I probably did not make myself clear. I was only stating that thimerisol should be tossed into the bin with all of the other potential causes which have no hard evidence supporting them. Actually, it should be knocked down the list quite a ways, since this study showed that it was not responsible for a large number of autism cases, and possibly not responsible for any.

It may be that the increase in autism rates is mostly due to one cause, but it is not likely. Before the increase, autism was known to have many known causes and other unknown causes. In the last 50 years, there have been many changes in behaviors and exposures to hazards that could exacerbate many of these causes. Studies like this will not be capable of detecting modest correlations. If all we ever look for is the-one-cause-of-autism we will almost certainly fail.

So, yes, roll this study up and hit the Geiers on the nose with it. They deserve it. Thimerisol is obviously not the cause of an epidemic of autism. But don't dismiss thimerisol as a possible contributor to the problem based on this study.


I stand corrected on this one, at least partially. I came across a reference to it while reseaching a drug called Namenda, a new drug for the treatment of Alzheimers.

An article from Harvard made reference to its actions and discussed excitotoxins that cause neurons in the brain to dymylinate and glutamine was the key culprit and it mentioned aspartame in passing. Namenda supresses glutamine in some fashion.

A few google searches on aspartame came up with torrents of research and stuff dating to about 1996-97 and the FDA hearings. Later that was disproven or at least researchers failed to demonstrate their claims sufficiently to be considered proof.
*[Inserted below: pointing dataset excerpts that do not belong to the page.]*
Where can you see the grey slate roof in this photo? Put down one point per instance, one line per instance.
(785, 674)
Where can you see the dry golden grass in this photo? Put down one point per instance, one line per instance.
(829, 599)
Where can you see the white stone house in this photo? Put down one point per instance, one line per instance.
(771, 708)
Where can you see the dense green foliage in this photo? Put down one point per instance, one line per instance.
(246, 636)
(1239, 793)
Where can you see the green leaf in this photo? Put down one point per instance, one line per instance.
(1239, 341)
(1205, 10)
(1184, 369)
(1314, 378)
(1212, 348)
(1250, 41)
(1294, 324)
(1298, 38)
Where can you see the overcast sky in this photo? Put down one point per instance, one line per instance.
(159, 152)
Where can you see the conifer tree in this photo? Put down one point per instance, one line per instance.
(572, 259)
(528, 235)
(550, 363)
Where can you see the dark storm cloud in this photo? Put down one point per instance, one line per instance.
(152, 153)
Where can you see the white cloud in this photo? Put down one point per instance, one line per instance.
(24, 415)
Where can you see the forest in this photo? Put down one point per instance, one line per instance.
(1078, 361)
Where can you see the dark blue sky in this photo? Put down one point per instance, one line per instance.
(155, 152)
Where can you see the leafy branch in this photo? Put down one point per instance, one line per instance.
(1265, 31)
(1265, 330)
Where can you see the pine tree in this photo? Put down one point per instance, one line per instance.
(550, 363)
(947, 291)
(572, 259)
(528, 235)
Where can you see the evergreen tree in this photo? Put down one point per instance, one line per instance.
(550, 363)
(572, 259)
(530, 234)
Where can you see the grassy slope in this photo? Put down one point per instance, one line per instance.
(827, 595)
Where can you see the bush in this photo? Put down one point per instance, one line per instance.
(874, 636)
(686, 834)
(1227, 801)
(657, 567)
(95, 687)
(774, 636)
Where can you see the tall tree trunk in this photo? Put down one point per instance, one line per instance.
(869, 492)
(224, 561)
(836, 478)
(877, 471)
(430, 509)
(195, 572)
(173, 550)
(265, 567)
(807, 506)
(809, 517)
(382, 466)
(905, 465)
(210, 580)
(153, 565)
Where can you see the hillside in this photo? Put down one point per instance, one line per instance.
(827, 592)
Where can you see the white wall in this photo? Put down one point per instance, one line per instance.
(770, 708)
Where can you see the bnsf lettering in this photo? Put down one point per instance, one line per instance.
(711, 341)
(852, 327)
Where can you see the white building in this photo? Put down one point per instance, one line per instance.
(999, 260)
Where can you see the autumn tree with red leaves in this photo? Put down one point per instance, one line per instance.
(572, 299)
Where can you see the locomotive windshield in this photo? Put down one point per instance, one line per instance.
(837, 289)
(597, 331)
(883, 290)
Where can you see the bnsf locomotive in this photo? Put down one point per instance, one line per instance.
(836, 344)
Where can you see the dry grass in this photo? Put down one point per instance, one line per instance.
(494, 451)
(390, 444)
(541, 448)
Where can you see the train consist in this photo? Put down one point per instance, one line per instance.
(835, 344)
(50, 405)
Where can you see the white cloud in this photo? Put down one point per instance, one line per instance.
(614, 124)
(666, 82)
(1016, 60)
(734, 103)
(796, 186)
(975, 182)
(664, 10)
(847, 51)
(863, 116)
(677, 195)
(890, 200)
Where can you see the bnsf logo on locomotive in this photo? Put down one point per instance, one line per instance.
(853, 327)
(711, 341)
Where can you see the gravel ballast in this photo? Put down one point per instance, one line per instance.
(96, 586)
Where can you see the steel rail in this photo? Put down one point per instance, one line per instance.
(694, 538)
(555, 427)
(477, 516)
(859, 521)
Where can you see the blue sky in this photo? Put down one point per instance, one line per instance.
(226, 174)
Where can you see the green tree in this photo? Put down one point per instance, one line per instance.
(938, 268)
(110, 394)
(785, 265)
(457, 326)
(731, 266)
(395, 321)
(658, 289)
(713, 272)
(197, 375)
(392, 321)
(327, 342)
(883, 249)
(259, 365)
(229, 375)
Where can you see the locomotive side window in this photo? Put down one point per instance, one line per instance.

There have been recent studies though that it does play a role in the neuron damage, but it is hotly contested, so the jury is out on what role if any it may have in the degradation process.

Oops... "demylinate"

There are two graphs posted in Rolling Stone that don't show up on the Salon.Com article: More Vaccines, More Autism plots the total micrograms of mercury received in the first two years of vaccinations by year of birth, against the national prevalence rate of autism. It is quite damning. Exactly where did the data come from? I would like to review the primary sources.
I would also like to review the primary source of the second graph: percent cumulative growth in cases of autism vs all other disabilities against year surveyed. What is the source of that data?